La transizione digitale e quella ecologica devono essere considerate al pari di una grande challenge, ossia uno sforzo importante per risolvere un problema di elevato impatto societario. Per vincere la sfida serve uno sforzo congiunto, un esteso partenariato pubblico-privato, nonché il consenso dell’opinione pubblica

30 Mag 2022
Achille Pierre Paliotta

Ricercatore INAPP

Photo by Riccardo Annandale on Unsplash

La scienza, la tecnologia e l’innovazione continua costituiscono i tratti dominanti della società attuale: su di essi si sono edificati sia i più grandi successi materiali compiuti dall’essere umano, finora mai visti sul globo terraqueo, sia le maggiori apprensioni legate ad un utilizzo solo profittevole e predatorio della stessa conoscenza scientifica e tecnologica.

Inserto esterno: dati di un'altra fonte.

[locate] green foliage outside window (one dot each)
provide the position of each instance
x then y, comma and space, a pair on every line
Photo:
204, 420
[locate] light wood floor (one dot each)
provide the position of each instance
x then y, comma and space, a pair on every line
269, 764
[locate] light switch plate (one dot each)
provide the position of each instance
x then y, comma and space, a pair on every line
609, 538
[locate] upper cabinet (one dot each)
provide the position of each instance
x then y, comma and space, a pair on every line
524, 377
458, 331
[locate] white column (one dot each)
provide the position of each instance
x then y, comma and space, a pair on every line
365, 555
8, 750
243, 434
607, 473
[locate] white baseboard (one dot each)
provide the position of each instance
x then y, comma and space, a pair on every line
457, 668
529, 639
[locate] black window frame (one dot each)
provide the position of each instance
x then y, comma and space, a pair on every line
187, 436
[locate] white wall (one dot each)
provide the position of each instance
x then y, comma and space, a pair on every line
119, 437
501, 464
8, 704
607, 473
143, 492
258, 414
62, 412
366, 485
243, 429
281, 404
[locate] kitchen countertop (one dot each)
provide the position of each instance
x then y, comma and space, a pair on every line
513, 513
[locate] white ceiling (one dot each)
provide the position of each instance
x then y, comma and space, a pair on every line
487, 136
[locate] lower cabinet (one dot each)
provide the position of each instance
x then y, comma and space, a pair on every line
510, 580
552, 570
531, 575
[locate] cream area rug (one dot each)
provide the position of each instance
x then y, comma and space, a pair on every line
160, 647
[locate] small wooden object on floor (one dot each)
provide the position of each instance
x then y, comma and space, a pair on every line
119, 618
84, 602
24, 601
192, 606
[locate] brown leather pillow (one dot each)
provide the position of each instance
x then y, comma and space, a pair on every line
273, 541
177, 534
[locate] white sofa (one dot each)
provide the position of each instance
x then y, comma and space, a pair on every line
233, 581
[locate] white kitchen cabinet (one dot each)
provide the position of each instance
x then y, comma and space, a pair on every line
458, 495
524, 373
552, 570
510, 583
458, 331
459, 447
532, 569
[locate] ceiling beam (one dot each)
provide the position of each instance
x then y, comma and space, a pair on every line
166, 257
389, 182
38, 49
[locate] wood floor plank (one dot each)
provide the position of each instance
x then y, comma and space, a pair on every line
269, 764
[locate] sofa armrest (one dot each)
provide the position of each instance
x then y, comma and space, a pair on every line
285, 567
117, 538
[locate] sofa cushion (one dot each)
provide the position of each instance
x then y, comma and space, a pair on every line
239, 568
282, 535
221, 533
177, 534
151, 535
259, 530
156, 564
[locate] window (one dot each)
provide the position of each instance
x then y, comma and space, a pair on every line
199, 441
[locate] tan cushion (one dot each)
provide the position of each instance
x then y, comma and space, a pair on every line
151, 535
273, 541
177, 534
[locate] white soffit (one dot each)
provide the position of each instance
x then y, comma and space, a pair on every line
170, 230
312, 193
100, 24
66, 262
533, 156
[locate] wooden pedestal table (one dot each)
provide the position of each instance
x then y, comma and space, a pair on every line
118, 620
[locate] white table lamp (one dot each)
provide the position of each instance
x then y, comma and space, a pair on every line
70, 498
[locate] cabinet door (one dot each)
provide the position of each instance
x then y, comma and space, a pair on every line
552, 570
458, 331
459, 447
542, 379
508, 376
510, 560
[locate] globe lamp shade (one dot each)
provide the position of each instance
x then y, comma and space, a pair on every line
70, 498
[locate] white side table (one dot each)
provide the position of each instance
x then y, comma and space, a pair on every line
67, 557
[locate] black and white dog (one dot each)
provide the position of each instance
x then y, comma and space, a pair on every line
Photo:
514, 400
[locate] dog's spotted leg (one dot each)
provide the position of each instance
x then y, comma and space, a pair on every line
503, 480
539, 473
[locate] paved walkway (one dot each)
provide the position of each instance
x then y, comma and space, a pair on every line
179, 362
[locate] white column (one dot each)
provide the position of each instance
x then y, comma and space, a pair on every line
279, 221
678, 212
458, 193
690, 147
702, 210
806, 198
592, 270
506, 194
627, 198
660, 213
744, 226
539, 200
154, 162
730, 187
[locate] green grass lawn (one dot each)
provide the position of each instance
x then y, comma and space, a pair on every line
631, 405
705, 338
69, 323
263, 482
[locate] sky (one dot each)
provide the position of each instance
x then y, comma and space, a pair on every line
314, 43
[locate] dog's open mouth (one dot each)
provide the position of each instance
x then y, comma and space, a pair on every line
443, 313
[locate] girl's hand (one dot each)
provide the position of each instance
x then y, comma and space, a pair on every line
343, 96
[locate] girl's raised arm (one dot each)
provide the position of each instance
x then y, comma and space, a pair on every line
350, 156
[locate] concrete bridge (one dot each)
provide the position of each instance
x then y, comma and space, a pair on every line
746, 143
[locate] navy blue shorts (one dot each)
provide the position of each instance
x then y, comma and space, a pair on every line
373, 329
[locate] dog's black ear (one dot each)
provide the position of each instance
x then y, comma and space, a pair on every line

È indubbio, tuttavia, che questi tratti precipui possano essere utilizzati anche per quello che costituisce uno dei più significativi obiettivi dell’ora presente: una compiuta transizione ecologica.

Il prezzo della transizione ecologica: i rischi tecno-geopolitici

La transizione digitale e quella ecologica nel PNRR

Del resto, anche in ottica comunitaria e nazionale, con il Next Generation UE, la transizione digitale si accompagna strettamente alla “Rivoluzione verde e transizione ecologica” con quest’ultima prevista esplicitamente nella Missione 2 del PNRR con uno stanziamento di 69,94 miliardi di euro sui 235,12 complessivi, per la maggior parte indirizzati alle fonti rinnovabili e alla mobilità sostenibile (a cui sono da aggiungere i 31,46 miliardi previsti nella Missione 3 “Infrastrutture per una mobilità sostenibile”).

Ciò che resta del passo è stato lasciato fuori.